Ground Report | New Delhi: Srilanka Bankrupt; China's indebted Sri Lankan economy is going through a very bad period. Inflation has risen so much that people are finding it difficult to buy food. The Corona pandemic has left the treasury empty. Foreign exchange reserves have reached a 10-year low. In such a scenario, it has become difficult for Sri Lanka to repay the debt and it may go bankrupt in 2022.

Sri Lanka's Department of Census and Statistics announced that the overall rate of inflation for February 2022, as measured by National Consumer Price Index (NCPI) on year-on-year basis, stood at 17.5 per cent, the highest since 2015.

The NCPI has weights based on consumer spending in the 2012/13 Household Income and Expenditure Survey and reflects new methods consistent with the best international practices, reports Xinhua news agency.

Year-over-year inflation for the food category increased to 24.7% in February 2022 from 24.4% in January 2022, and that for the non-food product group increased to 11% in February 2022 from 10.2 % in the previous month.

Srilanka Bankrupt

However, the Sri Lankan government on Monday announced an economic relief package of 1. 1.2 billion (approximately INR 8,000 crore).

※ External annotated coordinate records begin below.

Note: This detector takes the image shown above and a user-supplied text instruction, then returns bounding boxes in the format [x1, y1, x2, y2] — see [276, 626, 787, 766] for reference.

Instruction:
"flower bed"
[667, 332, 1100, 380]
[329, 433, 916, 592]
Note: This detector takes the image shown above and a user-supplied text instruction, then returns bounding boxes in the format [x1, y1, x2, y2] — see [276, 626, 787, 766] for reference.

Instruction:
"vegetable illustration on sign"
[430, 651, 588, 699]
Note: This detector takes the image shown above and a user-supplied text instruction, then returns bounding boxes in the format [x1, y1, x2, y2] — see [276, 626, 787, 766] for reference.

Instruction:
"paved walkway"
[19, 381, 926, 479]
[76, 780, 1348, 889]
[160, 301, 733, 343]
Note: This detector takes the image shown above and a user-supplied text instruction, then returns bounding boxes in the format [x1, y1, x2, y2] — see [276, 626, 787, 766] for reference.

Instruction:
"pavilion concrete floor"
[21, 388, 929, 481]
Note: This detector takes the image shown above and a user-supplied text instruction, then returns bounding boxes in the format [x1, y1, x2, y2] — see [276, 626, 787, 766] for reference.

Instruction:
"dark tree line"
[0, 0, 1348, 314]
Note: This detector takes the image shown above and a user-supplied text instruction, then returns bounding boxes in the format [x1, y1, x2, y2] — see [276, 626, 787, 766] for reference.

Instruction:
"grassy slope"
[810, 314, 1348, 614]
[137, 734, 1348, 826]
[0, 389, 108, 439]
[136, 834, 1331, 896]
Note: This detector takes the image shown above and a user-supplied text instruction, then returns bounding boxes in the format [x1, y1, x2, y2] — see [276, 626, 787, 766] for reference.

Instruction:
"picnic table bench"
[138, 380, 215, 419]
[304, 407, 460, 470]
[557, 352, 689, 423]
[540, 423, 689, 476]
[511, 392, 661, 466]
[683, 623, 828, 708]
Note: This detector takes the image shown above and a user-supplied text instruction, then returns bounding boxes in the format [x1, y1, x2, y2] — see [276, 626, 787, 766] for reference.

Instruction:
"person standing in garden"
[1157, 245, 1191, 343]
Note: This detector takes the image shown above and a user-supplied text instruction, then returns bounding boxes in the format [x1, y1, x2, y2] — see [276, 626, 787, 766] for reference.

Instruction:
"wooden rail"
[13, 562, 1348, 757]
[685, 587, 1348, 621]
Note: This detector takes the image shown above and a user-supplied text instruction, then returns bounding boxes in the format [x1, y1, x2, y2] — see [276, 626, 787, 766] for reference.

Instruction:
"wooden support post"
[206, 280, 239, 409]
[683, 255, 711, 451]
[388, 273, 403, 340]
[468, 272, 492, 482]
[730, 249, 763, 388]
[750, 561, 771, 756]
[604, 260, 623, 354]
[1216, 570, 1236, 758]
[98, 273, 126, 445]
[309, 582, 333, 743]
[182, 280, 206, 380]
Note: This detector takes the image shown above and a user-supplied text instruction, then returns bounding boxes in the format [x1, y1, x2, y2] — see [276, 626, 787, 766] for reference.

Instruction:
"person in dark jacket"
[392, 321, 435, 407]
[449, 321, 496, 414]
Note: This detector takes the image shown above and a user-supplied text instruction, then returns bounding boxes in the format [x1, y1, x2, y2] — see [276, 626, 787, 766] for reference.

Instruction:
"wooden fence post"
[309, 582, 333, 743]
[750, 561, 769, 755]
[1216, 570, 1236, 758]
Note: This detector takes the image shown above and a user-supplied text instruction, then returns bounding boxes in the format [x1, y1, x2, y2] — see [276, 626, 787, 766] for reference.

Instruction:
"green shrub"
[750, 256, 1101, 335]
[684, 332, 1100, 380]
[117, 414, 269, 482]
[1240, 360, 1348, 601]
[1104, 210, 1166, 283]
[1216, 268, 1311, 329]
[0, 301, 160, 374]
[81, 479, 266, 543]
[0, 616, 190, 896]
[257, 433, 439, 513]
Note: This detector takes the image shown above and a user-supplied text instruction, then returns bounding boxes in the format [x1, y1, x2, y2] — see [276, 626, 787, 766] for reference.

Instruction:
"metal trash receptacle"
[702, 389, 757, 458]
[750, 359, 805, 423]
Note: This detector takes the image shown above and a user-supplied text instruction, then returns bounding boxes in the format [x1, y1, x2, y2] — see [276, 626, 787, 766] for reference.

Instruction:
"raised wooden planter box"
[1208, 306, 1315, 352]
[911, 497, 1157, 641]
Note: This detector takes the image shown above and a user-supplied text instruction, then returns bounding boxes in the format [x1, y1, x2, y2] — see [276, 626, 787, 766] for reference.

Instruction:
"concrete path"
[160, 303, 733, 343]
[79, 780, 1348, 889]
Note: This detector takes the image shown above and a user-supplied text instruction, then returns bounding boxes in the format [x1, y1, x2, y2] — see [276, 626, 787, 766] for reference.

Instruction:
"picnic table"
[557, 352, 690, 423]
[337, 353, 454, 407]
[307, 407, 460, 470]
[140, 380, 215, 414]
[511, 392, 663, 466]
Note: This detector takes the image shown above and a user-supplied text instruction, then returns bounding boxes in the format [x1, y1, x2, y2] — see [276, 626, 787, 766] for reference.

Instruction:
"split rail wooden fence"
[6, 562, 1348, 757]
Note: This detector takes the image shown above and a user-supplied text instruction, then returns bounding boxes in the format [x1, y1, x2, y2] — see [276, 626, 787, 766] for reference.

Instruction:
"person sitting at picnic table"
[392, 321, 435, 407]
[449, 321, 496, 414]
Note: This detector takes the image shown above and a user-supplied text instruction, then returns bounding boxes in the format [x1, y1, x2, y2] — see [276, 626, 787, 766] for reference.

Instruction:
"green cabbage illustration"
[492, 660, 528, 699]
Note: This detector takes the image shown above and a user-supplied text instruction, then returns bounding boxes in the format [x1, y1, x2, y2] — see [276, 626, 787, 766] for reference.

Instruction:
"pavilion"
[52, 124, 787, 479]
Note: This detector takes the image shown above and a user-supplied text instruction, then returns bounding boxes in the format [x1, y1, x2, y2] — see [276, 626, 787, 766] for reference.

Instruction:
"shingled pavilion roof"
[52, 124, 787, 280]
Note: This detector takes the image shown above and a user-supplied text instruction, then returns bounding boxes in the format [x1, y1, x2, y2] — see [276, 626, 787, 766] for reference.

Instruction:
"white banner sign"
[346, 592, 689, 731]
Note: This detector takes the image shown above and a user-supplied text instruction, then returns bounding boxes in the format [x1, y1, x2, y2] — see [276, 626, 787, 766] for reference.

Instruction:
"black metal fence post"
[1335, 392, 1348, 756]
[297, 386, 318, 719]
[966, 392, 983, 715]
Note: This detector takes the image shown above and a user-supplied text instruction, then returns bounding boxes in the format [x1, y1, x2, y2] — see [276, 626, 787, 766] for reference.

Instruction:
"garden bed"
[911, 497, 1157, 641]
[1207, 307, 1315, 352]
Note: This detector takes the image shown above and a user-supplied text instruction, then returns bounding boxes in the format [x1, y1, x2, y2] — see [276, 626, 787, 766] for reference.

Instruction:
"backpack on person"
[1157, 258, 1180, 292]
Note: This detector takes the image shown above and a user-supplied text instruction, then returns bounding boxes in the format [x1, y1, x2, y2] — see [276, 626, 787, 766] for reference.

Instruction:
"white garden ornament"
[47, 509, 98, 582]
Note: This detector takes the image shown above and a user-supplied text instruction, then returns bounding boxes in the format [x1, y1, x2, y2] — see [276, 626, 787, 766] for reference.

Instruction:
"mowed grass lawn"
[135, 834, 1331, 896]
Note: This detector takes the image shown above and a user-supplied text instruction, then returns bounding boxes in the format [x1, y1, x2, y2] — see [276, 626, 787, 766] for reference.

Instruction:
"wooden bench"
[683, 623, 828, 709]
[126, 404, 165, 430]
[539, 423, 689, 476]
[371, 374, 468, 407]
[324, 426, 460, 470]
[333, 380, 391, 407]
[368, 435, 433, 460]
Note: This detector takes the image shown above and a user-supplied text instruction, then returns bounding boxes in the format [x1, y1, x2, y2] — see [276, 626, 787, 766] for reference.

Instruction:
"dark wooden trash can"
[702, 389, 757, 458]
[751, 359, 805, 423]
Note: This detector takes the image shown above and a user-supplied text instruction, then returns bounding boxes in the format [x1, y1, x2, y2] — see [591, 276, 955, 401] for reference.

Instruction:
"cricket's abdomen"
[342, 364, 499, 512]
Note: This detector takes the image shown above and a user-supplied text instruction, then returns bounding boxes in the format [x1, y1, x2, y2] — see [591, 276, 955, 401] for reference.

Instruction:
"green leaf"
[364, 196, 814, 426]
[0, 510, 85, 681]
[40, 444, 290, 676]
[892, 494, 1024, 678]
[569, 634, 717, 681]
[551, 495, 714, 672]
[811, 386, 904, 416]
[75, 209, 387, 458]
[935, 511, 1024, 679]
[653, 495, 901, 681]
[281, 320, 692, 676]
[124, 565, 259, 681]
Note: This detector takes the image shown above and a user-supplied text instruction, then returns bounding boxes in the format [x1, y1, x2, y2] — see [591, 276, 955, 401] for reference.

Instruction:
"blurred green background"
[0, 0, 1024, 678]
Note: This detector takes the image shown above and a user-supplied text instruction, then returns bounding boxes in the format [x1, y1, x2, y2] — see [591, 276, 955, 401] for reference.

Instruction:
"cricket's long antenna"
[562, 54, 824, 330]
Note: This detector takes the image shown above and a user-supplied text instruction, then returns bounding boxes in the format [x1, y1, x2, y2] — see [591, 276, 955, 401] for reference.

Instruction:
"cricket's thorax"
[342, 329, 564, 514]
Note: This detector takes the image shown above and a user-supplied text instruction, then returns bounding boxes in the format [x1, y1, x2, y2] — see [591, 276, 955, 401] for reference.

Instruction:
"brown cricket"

Finance Minister Basil Rajapaksa claims that the country will not default on international loans. He also said that the relief package would not increase inflation and no new tax would be imposed on the people.

A New York Times investigation reveals the enormity of the sums borrowed from Beijing by the small island in the Indian Ocean during the time of President Rajapaksa. Which obtained in exchange millions of dollars for the 2015 election campaign, which will however lead to his ousting.

It all started in 2005 when populist Mahinda Rajapaksa came to power. Sri Lanka had been in civil war for many years, but the new strongman of Colombo succeeded in putting an end to it four years later, by ordering the massacre of thousands of Tamils. “The country found itself increasingly isolated because of the accusations of human rights violations” levelled against its president, the American newspaper recalls: “Sri Lanka then relied on China to obtain economic and military support, as well as political support at the United Nations, in order to block the potential sanctions with which he was threatened.”

Billions of dollars

Mahinda Rajapaksa firmly held the reins of the country, thanks to the presence in government of several members of his family, who controlled “80  % of the state budget”. As early as 2007, the ruling clan sought help from China to build a trading port at Hambantota, the stronghold of the Rajapaksa, located on the southern coast of Sri Lanka. Although “feasibility studies have conclusively concluded that the project is not profitable”, in 2010 Beijing released a line of credit of 307 million dollars, on condition that the work is entrusted to a Chinese company, China Harbor. (Srilanka Bankrupt)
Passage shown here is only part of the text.